To quote from an important article on information needs,
Thirdly, the questions are
often complex and multidimensional. They are often questions about
both particular patients and different areas of medical
knowledge--for example, "In an octogenarian with anemia,
angina, and a history of transient ischemic attacks, with a normal
creatinine, iron, and mean corpuscular volume, who refuses a bone
marrow exam, what diagnostic and therapeutic options are
there?"
Fourthly, the need for
information is often much more than a question about medical
knowledge. Doctors are looking for guidance, psychological support,
affirmation, commiseration, sympathy, judgment, and feedback. This
"information need" is particularly poorly explored, and
yet it may well be the most important need and the biggest stumbling
block to a technical solution.
Fifthly, most of the questions generated in consultations
go unanswered. (2)
Seeking Solution: How
then do we care for the multidimensional information needs every individual can
generate? Does information technology offer a solution?

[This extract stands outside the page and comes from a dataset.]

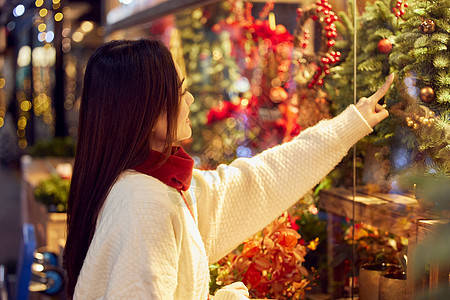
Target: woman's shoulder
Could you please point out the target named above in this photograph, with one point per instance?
(132, 187)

We need an information base that can seamlessly integrate
information needs of all categories of certain individual medical learners
namely patients, medical students who are also health professionals with
matching solutions offered by other individual medical learners who have
already gone through the particular experience the other group needs.
We need to have a medical learning database where patients
and medical students/health care givers regularly key in their narrative logs
into a suitable web interfacing device (presently PDAs are the closest fit
although in the near future it is expected to improve into something wearable
with a more efficient input arrangement than the PDA stylus keyboard).